"E' veramente un paradiso!" concluded Gaspare.
"A paradise!" echoed Maurice. "A paradise! I say, Gaspare, why can't we
always live in paradise? Why can't life be one long festa?"
"Non lo so, signore. And the signora? Do you think she will be here for
the fair?"
"I don't know. But if she is here, I am not sure that she will come to
see it."
"Why not, signorino? Will she stay with the sick signore?"
"Perhaps. But I don't think she will be here. She does not say she will
be here."
"Do you want her to be here, signorino?" Gaspare asked, abruptly.
"Why do you ask such a question? Of course I am happy, very happy, when
the signora is here."
As he said the words Maurice remembered how happy he had been in the
house of the priest alone with Hermione. Indeed, he had thought that he
was perfectly happy, that he had nothing left to wish for. But that
seemed long ago. He wondered if he could ever again feel that sense of
perfect contentment. He could scarcely believe so. A certain feverishness
had stolen into his Sicilian life. He felt often like a man in suspense,
uncertain of the future, almost apprehensive. He no longer danced the
tarantella with the careless abandon of a boy. And yet he sometimes had a
strange consciousness that he was near to something that might bring to
him a joy such as he had never yet experienced.

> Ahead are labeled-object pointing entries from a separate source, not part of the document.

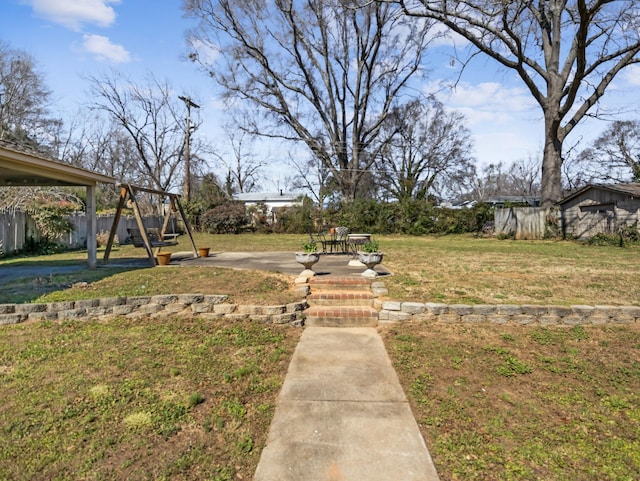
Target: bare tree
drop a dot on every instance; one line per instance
(429, 149)
(567, 52)
(524, 176)
(151, 116)
(243, 165)
(615, 154)
(323, 72)
(24, 101)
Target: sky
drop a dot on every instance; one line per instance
(70, 39)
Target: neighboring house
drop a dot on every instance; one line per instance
(273, 201)
(600, 208)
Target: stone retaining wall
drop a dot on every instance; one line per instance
(179, 305)
(393, 311)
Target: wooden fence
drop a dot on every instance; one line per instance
(17, 226)
(522, 222)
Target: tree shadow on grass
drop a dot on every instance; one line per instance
(27, 279)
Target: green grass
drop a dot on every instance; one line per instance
(449, 269)
(515, 402)
(180, 399)
(188, 399)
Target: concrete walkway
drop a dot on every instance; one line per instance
(342, 415)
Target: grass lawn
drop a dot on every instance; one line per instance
(144, 400)
(187, 399)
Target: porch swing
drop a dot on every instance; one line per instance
(149, 238)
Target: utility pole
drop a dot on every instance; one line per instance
(187, 147)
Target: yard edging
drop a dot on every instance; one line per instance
(396, 311)
(179, 305)
(215, 306)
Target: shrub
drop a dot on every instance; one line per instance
(227, 218)
(102, 238)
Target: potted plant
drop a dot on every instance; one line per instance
(308, 257)
(370, 256)
(164, 258)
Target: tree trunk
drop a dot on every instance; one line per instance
(551, 182)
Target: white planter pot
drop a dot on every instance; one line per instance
(370, 259)
(307, 259)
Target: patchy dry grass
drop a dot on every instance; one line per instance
(138, 399)
(504, 402)
(469, 270)
(449, 269)
(191, 399)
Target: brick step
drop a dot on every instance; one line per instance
(341, 316)
(339, 283)
(341, 298)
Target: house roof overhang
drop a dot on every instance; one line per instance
(629, 189)
(19, 167)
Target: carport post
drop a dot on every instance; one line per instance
(92, 227)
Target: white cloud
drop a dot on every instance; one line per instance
(74, 13)
(505, 121)
(632, 75)
(102, 48)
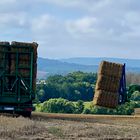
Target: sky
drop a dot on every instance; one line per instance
(74, 28)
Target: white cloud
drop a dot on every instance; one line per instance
(83, 25)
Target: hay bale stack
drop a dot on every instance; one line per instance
(24, 60)
(107, 85)
(4, 57)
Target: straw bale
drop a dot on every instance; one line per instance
(110, 69)
(105, 99)
(107, 83)
(24, 72)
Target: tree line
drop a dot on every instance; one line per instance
(73, 87)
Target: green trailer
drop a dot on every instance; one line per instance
(18, 68)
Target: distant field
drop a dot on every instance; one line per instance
(43, 129)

"I wish I knew what day Hermione is arriving," he thought, almost
fretfully. "I wish she wouldn't keep me hung up in this condition of
uncertainty. She seems to think that I have nothing to do but just wait
here upon the pleasure of Artois."
With that last thought the old sense of injury rose in him again. This
friend of Hermione's was spoiling everything, was being put before every
one. It was really monstrous that even during their honeymoon this old
friendship should intrude, should be allowed to govern their actions and
disturb their serenity. Now that Artois was out of danger Maurice began
to forget how ill he had been, began sometimes to doubt whether he had
ever been so ill as Hermione supposed. Perhaps Artois was one of those
men who liked to have a clever woman at his beck and call. These literary
fellows were often terribly exigent, eaten up with the sense of their own
importance. But he, Maurice, was not going to allow himself to be made a
cat's-paw of. He would make Artois understand that he was not going to
permit his life to be interfered with by any one.